Fracture Toughness of Nacre

Nacre exhibits phenomenal fracture strength and toughness properties despite the brittle nature of its constituents. For example, its work of fracture is three orders of magnitude greater than that of a single crystal of its constituent mineral. This is surprising because it is a ceramic composite made up of about 95\% brittle inorganic phase (aragonite mineral) and only a few percent of the soft organic material, and polymer-matrix composites with such high levels of ceramic fillers do not possess these exceptional combinations of stiffness, fracture strength and toughness. This study investigates the fracture properties of nacre using a simple discrete lattice model based on continuous damage random thresholds fuse network. The discrete lattice topology of the proposed model is based on nacre's unique brick and mortar microarchitecture, and the mechanical behavior of each of the bonds in the discrete lattice model is governed by the characteristic modular damage evolution of the organic matrix that includes the mineral bridges between the aragonite platelets.
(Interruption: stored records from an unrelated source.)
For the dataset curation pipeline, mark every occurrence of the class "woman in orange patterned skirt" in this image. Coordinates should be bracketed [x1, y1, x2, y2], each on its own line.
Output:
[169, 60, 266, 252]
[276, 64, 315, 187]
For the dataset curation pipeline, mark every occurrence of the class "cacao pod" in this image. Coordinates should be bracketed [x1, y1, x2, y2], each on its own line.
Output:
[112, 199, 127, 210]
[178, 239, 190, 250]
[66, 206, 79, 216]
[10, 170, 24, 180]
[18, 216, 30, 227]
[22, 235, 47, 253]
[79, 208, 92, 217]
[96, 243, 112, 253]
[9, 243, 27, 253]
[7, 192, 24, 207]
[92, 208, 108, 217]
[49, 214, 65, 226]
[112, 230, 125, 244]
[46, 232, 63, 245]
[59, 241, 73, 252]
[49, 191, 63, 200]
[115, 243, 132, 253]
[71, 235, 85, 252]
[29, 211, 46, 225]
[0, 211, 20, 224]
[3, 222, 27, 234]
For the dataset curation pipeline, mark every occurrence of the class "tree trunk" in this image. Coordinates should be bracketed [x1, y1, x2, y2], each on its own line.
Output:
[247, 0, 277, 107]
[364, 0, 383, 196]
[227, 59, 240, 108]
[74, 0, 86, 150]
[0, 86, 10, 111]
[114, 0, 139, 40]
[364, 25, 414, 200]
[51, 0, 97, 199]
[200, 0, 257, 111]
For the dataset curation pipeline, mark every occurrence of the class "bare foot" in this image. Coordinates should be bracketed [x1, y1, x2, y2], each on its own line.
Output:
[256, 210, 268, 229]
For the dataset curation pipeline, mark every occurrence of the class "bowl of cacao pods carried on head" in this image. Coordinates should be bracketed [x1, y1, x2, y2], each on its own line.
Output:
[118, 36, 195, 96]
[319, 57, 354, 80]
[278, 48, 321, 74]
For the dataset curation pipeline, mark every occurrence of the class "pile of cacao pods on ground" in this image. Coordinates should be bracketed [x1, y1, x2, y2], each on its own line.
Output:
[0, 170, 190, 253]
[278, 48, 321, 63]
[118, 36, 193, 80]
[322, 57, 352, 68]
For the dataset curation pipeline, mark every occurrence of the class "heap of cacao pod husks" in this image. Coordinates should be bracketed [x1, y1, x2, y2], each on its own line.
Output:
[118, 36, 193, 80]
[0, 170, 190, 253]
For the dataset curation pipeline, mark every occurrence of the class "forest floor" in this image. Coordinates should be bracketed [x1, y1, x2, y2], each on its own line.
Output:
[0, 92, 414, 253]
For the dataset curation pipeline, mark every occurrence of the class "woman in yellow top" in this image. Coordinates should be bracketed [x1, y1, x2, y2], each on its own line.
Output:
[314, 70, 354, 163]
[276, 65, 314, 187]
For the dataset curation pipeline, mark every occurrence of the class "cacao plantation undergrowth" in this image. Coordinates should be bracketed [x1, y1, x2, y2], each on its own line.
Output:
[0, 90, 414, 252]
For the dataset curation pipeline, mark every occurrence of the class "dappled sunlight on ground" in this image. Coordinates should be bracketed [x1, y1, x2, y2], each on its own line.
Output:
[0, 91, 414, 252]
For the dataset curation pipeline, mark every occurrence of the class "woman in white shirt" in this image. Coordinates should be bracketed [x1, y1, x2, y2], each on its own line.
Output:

The numerical results obtained using this simple discrete lattice model are in excellent agreement with the previously obtained experimental results, such as nacre's stiffness, tensile strength, and work of fracture. The analysis indicates that nacre's superior toughness is a direct consequence of ductility (maximum shear strain) of the organic matrix in terms of repeated unfolding of protein molecules, and its high fracture strength is a result of its perfectly ordered brick and mortar architecture with significant overlap of the platelets, and shear strength of the organic matrix.